I agree there isn’t any good way to tell someone you’ve been googling people in their life and you’ve uncovered a criminal history.
I suppose you could leave old newspaper clippings in a blank envelope but that makes you come off as even more like stalkers. Just kidding. I really don’t think it’s odd to do a casual search on someone who coaches your children. But the point of such a search is for your own personal comfort. It isn’t to do an in depth background search of people who are in their private life.
I’m assuming you’ve decided against asking her to babysit but you want to make sure she understands she may be at risk for domestic violence, correct? It would be different, I think, if he were a registered sex offender. But otherwise, I would assume she already knows. I’m sure it has affected his employment opportunities and perhaps his ability to register to vote.

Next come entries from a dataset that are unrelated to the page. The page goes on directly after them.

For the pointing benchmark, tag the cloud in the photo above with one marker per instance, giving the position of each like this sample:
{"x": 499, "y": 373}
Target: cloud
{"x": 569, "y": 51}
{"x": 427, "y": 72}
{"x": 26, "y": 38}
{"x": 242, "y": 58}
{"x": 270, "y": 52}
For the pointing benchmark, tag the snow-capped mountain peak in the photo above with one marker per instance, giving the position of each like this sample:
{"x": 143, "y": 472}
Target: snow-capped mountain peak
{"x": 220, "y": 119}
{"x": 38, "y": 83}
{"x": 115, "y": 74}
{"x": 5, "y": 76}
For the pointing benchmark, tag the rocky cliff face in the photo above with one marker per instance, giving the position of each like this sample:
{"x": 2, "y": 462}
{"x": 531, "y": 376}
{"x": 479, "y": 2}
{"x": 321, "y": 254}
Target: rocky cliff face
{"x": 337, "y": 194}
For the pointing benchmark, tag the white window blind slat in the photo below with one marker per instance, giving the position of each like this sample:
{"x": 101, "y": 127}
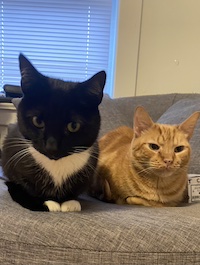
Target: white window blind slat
{"x": 68, "y": 39}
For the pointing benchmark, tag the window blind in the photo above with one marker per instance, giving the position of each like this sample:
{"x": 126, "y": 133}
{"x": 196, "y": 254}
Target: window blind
{"x": 67, "y": 39}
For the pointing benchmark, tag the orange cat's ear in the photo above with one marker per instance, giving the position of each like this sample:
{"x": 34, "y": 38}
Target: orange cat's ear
{"x": 142, "y": 121}
{"x": 188, "y": 125}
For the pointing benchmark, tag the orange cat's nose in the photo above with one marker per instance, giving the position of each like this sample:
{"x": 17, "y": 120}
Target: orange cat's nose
{"x": 168, "y": 161}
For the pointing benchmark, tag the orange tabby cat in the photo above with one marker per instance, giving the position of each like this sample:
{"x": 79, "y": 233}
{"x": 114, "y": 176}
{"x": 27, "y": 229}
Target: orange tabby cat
{"x": 146, "y": 165}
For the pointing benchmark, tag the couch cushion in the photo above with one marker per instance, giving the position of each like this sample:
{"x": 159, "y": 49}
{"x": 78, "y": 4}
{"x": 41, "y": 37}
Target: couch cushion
{"x": 101, "y": 233}
{"x": 176, "y": 114}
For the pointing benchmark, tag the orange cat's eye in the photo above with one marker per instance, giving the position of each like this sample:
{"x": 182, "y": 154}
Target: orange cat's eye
{"x": 179, "y": 149}
{"x": 154, "y": 146}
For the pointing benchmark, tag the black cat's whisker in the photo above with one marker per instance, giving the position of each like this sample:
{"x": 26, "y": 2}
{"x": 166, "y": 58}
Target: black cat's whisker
{"x": 19, "y": 155}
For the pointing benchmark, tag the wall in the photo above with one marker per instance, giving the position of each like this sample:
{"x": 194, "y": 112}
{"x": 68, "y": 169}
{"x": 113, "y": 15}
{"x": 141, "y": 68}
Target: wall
{"x": 127, "y": 47}
{"x": 158, "y": 47}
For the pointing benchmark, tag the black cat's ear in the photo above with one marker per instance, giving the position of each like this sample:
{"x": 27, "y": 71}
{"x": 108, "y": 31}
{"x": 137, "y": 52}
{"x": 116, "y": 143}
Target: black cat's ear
{"x": 29, "y": 75}
{"x": 93, "y": 87}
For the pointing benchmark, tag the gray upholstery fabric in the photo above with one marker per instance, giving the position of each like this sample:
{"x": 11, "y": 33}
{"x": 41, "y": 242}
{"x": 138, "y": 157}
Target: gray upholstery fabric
{"x": 105, "y": 233}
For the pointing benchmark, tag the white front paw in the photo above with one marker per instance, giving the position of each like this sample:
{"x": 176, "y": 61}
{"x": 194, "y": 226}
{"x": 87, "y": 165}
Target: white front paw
{"x": 53, "y": 206}
{"x": 70, "y": 206}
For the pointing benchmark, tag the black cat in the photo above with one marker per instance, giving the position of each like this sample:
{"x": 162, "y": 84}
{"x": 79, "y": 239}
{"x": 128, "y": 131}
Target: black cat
{"x": 50, "y": 155}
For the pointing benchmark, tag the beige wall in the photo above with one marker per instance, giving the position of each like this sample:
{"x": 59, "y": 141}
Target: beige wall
{"x": 165, "y": 58}
{"x": 127, "y": 47}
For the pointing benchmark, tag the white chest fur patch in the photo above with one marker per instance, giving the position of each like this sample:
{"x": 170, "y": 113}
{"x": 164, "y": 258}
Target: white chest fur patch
{"x": 62, "y": 168}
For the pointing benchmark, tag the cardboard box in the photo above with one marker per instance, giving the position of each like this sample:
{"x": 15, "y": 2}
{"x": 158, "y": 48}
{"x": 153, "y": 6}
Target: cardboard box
{"x": 194, "y": 187}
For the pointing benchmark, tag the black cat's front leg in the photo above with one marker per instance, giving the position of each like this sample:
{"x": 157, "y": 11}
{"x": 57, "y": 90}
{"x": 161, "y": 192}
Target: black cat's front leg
{"x": 19, "y": 195}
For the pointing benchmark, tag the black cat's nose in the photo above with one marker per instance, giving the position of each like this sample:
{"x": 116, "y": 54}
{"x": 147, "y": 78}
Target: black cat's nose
{"x": 51, "y": 144}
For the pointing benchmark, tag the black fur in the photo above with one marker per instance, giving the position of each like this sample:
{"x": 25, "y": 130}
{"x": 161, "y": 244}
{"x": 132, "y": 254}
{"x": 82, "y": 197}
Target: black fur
{"x": 54, "y": 104}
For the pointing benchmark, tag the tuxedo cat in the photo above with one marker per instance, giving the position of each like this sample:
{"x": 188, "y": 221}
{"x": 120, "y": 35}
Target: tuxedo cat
{"x": 49, "y": 156}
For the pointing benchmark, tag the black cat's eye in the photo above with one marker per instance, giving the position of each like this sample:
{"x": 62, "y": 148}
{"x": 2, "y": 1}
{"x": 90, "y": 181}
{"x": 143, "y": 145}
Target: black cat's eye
{"x": 154, "y": 146}
{"x": 73, "y": 126}
{"x": 37, "y": 122}
{"x": 179, "y": 149}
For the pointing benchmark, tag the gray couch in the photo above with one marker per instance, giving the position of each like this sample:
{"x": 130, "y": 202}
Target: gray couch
{"x": 105, "y": 233}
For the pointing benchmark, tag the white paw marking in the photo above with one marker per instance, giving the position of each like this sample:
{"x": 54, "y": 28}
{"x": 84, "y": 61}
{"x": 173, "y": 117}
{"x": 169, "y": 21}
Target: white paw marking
{"x": 70, "y": 206}
{"x": 53, "y": 206}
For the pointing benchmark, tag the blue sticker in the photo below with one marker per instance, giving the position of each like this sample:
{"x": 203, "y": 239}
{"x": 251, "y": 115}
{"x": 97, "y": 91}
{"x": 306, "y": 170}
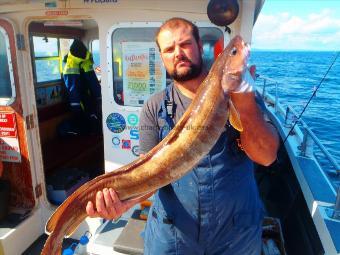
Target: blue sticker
{"x": 126, "y": 144}
{"x": 115, "y": 141}
{"x": 116, "y": 122}
{"x": 134, "y": 134}
{"x": 132, "y": 119}
{"x": 135, "y": 150}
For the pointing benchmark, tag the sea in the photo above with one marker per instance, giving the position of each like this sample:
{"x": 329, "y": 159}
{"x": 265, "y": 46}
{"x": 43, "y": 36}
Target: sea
{"x": 298, "y": 74}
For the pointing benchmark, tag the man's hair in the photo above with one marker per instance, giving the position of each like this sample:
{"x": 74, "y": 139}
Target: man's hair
{"x": 176, "y": 22}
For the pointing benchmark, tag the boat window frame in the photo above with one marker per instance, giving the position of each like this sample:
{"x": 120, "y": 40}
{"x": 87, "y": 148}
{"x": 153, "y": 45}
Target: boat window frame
{"x": 139, "y": 24}
{"x": 59, "y": 57}
{"x": 9, "y": 100}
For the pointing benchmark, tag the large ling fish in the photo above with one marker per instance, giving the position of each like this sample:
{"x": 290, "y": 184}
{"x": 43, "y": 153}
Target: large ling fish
{"x": 192, "y": 138}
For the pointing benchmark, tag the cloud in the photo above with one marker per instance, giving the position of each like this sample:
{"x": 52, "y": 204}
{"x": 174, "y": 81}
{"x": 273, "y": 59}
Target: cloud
{"x": 318, "y": 31}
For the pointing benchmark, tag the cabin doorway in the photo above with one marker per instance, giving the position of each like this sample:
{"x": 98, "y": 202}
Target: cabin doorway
{"x": 70, "y": 129}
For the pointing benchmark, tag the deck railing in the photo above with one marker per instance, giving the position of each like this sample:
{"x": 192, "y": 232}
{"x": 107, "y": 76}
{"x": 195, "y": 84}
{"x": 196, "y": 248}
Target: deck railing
{"x": 309, "y": 142}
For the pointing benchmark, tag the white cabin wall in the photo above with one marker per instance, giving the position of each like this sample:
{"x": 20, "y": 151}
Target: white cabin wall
{"x": 247, "y": 19}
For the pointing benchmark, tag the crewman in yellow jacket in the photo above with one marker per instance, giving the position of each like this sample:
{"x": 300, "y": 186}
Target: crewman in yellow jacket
{"x": 84, "y": 92}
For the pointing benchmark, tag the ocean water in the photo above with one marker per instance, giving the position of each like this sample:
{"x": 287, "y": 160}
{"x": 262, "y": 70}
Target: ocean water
{"x": 297, "y": 75}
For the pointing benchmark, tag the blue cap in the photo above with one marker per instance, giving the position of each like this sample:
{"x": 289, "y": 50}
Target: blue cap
{"x": 84, "y": 240}
{"x": 68, "y": 251}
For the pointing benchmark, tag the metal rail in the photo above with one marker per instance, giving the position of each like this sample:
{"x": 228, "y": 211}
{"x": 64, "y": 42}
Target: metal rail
{"x": 309, "y": 139}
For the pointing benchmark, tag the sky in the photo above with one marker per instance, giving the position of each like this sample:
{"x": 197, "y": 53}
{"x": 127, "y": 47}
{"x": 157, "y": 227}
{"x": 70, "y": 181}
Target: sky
{"x": 298, "y": 25}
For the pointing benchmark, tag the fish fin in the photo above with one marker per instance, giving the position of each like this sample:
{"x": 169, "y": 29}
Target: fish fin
{"x": 234, "y": 117}
{"x": 75, "y": 223}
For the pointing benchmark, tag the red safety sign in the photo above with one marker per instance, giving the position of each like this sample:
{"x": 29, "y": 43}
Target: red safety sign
{"x": 8, "y": 125}
{"x": 9, "y": 143}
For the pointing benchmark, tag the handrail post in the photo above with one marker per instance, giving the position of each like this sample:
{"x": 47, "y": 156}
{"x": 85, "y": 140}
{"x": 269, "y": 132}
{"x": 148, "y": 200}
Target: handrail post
{"x": 276, "y": 97}
{"x": 264, "y": 87}
{"x": 307, "y": 144}
{"x": 336, "y": 212}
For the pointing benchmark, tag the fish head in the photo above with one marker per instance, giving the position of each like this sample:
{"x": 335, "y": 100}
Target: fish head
{"x": 236, "y": 55}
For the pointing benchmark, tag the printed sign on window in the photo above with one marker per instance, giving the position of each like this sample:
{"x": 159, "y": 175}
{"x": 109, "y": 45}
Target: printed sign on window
{"x": 143, "y": 72}
{"x": 9, "y": 144}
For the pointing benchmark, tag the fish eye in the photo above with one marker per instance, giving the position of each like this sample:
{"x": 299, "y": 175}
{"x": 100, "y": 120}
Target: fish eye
{"x": 233, "y": 51}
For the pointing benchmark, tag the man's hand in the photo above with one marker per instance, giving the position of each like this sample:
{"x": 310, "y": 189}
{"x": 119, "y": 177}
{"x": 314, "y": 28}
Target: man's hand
{"x": 109, "y": 206}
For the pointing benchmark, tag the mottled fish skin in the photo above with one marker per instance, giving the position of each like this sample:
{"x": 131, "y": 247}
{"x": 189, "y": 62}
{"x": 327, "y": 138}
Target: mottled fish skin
{"x": 192, "y": 138}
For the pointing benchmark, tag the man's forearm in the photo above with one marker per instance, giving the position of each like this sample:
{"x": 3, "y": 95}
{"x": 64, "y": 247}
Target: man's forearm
{"x": 259, "y": 139}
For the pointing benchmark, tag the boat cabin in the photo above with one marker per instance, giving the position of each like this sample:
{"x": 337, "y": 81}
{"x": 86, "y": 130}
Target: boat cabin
{"x": 47, "y": 149}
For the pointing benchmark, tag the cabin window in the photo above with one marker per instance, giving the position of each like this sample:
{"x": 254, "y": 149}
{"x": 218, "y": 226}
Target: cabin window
{"x": 46, "y": 59}
{"x": 48, "y": 54}
{"x": 7, "y": 92}
{"x": 138, "y": 71}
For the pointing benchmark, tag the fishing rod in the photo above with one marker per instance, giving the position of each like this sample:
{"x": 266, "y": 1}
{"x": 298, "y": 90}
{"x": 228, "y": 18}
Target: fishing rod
{"x": 310, "y": 99}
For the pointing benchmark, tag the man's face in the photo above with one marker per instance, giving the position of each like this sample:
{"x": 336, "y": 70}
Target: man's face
{"x": 180, "y": 52}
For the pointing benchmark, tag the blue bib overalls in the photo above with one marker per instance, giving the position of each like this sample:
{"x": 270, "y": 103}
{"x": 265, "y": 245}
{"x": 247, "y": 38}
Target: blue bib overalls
{"x": 214, "y": 209}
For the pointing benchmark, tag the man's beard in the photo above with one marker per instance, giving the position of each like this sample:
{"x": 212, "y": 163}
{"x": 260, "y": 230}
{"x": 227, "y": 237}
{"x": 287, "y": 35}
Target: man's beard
{"x": 193, "y": 72}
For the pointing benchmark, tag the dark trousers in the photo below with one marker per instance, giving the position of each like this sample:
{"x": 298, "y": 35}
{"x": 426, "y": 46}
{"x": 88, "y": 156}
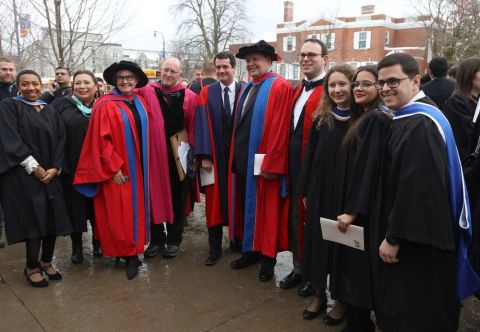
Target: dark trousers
{"x": 33, "y": 250}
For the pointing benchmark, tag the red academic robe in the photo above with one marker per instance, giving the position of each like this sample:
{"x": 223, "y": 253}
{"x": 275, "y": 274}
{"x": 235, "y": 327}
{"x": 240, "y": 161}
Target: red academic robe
{"x": 112, "y": 144}
{"x": 310, "y": 108}
{"x": 259, "y": 225}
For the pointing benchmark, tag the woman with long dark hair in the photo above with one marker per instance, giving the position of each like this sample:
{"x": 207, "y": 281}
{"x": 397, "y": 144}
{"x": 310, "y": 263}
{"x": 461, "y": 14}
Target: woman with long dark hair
{"x": 75, "y": 111}
{"x": 321, "y": 181}
{"x": 364, "y": 142}
{"x": 32, "y": 155}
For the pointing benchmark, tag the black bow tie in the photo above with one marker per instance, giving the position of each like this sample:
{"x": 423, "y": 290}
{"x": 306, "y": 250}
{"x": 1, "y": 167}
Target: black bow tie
{"x": 310, "y": 84}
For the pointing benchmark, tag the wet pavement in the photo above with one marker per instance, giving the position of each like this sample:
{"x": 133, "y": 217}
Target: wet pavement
{"x": 180, "y": 294}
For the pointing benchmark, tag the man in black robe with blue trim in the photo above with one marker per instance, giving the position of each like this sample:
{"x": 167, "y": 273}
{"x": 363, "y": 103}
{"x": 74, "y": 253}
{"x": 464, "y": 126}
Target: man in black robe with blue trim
{"x": 420, "y": 234}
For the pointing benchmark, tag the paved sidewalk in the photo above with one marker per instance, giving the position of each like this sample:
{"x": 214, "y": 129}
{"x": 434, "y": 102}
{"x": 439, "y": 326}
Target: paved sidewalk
{"x": 180, "y": 294}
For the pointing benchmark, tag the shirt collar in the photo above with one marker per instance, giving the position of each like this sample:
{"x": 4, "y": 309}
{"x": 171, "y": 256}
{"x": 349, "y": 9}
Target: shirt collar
{"x": 231, "y": 87}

Just don’t ask her to babysit. If you absolutely can’t stop yourself, at least ask her if she does private babysitting and then ask her if it would be okay to do a thorough check on her beforehand. Though it does seem kind of cruel if you aren’t actually willing to hire her to sit. Probably, you shouldn’t say anything unless you remain anonymous, and even then, be prepared to lose her as a coach if she finds out if was you.
I don’t think people should have just typed “get sterilized”. Even if you think it’s a fake, it isn’t useful and the moderator asked you to quit. The same goes for the Cheezus comment.
I think the letter writer framed her question in terms of moral culpability. When anyone has a baby there is responsibility created with that child. I agree the terms and requirements of parenthood are vague and numerous for everyone. Those with the privilege are continually creating and reinventing ideas surrounding health and opportunity. A lot of us like to draw lines in the sand around what ought to be considered “sufficient”, even though life has thrived in so many harder circumstances.
I do think at 21 the letter writer is more culpable than she would have been at sixteen. I think at sixteen she had the same responsibility to care for her child. I think by a fourth pregnancy, she is more culpable than she was for having unprotected sex and another unplanned pregnancy. There are numerous mitigating factors in her own experience, ability, and lack of privilege which could affect the “line in the sand” but I do think after having three children, break-ups, and being in the position of being solely responsible for herself in the last few years she has a greater moral bearing for continuing to bring children into chaotic circumstances.
I’m in no position to judge her as I’ve gotten a lot of help and support and I’m in no position to relate to her choices nor fully appreciate the impact of the abuse she survived. But she did come to Dear Wendy and solicited opinions.
Yes, letter writer you will be more “culpable” for any abuse or neglect your children suffer as a result of not having a safe shelter. The blame doesn’t matter but the consequences do because they are currently in the making. At twenty-one you are not the most vulnerable player in this story. It is no longer your parent’s job to raise you, even if don’t have everything you need. It isn’t your fault you have dysfunctional expectations and lack of stability. But you are young and you don’t have to stay this way. You can make choices to move towards a happy, healthy life. You can learn how to take care of yourself and live one day at a time. You don’t have to find love from abusers. You can learn to take care of yourself and your own needs. The way things started for you doesn’t have to define where you end up or how high you go. It isn’t about money, it’s about self-respect and care.